- "Extradition should not be granted," former prosecutor Sean Casey says
- "The evidence supporting a conviction is pretty strong," Dershowitz says
- The State Department will not discuss individual cases
- "These charges still remain just as unfounded," Knox's lawyer says
Experts disagreed Tuesday over whether Amanda Knox is likely to be extradited to Italy, where the country's highest criminal court overturned her acquittal and that of her former boyfriend in the 2007 killing of her roommate, Meredith Kercher.
Knox and Raffaele Sollecito were convicted in 2009 of murder in Kercher's death, but a jury overturned the conviction in 2011. She then returned to her home city of Seattle, Washington, where she is studying creative writing at the University of Washington, according to her family's spokesman, David Marriott.
A U.S. court or the State Department would be unlikely to take up any extradition request from Italy, said Sean Casey, a former prosecutor who is now a partner at Kobre & Kim in New York.

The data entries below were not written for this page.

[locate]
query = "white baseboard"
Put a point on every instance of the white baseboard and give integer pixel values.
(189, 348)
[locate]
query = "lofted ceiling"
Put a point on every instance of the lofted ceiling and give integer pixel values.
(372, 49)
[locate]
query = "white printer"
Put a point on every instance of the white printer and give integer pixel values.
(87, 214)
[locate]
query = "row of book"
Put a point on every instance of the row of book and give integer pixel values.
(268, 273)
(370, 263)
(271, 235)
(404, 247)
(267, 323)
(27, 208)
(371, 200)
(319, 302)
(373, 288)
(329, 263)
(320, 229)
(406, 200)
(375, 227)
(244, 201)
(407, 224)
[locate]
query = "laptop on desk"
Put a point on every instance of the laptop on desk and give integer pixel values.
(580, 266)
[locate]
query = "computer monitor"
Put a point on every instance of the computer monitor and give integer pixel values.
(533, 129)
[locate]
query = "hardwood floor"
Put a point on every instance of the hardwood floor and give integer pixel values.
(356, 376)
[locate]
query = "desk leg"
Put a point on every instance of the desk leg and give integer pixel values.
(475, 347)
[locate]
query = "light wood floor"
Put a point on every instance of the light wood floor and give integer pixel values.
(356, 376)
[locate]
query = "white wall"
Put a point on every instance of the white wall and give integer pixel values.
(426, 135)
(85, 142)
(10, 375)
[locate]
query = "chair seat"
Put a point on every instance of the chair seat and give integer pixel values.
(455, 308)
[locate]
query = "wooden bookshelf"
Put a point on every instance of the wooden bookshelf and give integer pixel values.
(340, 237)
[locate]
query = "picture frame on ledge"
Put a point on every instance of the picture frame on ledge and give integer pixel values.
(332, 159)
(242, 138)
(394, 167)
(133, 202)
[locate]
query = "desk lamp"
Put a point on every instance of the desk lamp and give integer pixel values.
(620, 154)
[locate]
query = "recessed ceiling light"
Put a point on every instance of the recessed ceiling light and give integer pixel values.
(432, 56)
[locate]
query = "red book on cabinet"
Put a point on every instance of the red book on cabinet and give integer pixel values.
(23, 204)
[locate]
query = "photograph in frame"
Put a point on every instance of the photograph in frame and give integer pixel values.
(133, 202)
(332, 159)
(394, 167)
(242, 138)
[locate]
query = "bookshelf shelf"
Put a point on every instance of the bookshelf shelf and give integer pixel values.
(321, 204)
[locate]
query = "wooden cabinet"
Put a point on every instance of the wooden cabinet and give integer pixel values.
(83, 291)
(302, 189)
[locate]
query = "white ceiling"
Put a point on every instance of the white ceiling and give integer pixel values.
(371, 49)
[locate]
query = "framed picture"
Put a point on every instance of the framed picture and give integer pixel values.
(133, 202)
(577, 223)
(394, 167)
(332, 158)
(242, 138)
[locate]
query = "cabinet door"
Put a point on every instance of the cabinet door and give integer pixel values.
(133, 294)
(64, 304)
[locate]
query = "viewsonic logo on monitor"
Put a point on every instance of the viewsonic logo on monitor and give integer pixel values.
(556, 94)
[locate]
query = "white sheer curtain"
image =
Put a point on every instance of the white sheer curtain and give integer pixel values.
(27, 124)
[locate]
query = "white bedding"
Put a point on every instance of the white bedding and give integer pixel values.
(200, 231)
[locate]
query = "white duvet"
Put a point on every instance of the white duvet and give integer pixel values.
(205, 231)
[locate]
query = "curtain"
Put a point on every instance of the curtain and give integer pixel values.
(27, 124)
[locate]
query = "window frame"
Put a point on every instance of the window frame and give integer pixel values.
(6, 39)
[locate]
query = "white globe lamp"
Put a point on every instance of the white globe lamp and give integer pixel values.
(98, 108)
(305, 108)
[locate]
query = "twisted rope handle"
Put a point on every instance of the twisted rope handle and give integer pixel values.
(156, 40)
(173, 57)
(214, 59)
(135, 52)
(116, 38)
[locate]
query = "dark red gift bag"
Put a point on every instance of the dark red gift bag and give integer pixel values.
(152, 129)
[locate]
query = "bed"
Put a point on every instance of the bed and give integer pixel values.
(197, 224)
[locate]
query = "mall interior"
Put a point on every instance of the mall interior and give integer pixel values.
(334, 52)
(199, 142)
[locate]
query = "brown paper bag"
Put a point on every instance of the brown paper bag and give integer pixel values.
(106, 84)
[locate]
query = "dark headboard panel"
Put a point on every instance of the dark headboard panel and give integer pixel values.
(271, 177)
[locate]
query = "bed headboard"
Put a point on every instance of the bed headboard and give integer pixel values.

He cited an extradition treaty between the United States and Italy that states: "Extradition shall not be granted when the person sought has been convicted, acquitted or pardoned, or has served the sentence imposed, by the Requested Party for the same acts for which extradition is requested."
"Under U.S. law, she was once put in jeopardy and later acquitted," Casey said. "Under the treaty, extradition should not be granted."
In 2011, deputy State Department spokesman Mark Toner told CNN that although the United States and Italy have an extradition treaty, he was not able to answer speculative questions on extradition issues in the Knox case.
Tuesday, State Department Acting Deputy Spokesman Patrick Ventrell noted that the matter was ongoing, and the Italian court's full ruling had not been released.
"We can't really comment beyond that," he told reporters. "We never talk about extradition from this podium in terms of individual cases."
Knox may be protected on another level, too, according to Casey. "Her original verdict was so terribly flawed by prosecutorial overreaching," the lawyer said, noting that the appellate court that overturned the original conviction detailed those flaws in a damning report more than 100 pages in length.
Given those errors, "I would expect Italian law enforcement to not seek extradition, because it would only prolong this law enforcement ordeal."
But Harvard Law Professor Alan Dershowitz said that Italian prosecutors might very well extradite Knox. And, if retried, she "likely will be found guilty -- because the evidence supporting a conviction is pretty strong."
Knox, now 25, has established a fan base in the United States "because she has a beautiful face and an angelic appearance," Dershowitz said. "But remember, she originally admitted she was at the scene of the crime and she tried to blame an innocent man -- for which she was also convicted."
After Knox and Sollecito were detained for questioning in the killing, she allegedly confessed to being at her home when Kercher was killed and implicated Patrick Lumumba, the owner of a bar where she worked.
Lumumba was detained, but was released after two weeks when his alibi was corroborated: he had spent the night of the murder talking to a customer in his pub in Perugia, police say. He went on to sue Knox for libel, winning 40,000 euros ($54,000) in damages.
Dershowitz said the case was not well tried the first time. "But at a second trial, there's a very high likelihood that they may very well convict her."
He predicted that Knox would resist any extradition attempt. But even if she were to succeed in that, "she remains a prisoner in the United States, because Interpol will put a warrant out for her and, if she travels anywhere outside the United States, she'll be immediately arrested and turned over to Italy."
If Knox were to lose an extradition fight and then wind up being convicted, she would go to jail, he said.
If he were advising Kercher's parents, Dershowitz said, he would recommend that they file a civil suit to claim the money Knox has received as an advance for a book about the case that is scheduled for publication next month.
"They have a right to sue her on behalf of their dead daughter," he said, noting that the standard required for conviction in civil cases is a preponderance of the evidence. "I think that would be easy to do."
And the extradition treaty's reference to double jeopardy may not be binding in some cases, he said. "In the United States, generally, when you appeal a conviction, you waive your double jeopardy rights, and we permit retrials of people who have had their convictions reversed, at least on procedural grounds," he said.
And what about Casey's prediction that Italian law enforcement would not seek extradition?
"I think he's wrong," Dershowitz said. "I think the Italian legal system will welcome a second trial. They'll put new prosecutors on the case, good ones, and seek to vindicate themselves."
"They will want to have a second opportunity to show that Italian justice can be pure."
Dershowitz said purity has also eluded many members of the U.S. news media who have covered the case closely.
"One issue is why the American media portrayed her in such positive terms," he said. "At best, she was a terrible person who tried to blame it on some innocent person and she was clearly a liar, and at worst she participated in a horrible murder, and the American media focused much more on Amanda Knox than on the victim of the case because Amanda Knox was prettier and an American and an American sweetheart."
Had she been ugly, he argued, the case would have attracted little attention.
Knox's lawyer, Ted Simon, told CNN that his client was not guilty. "These charges still remain just as unfounded, just as unjust, as they were before," he said.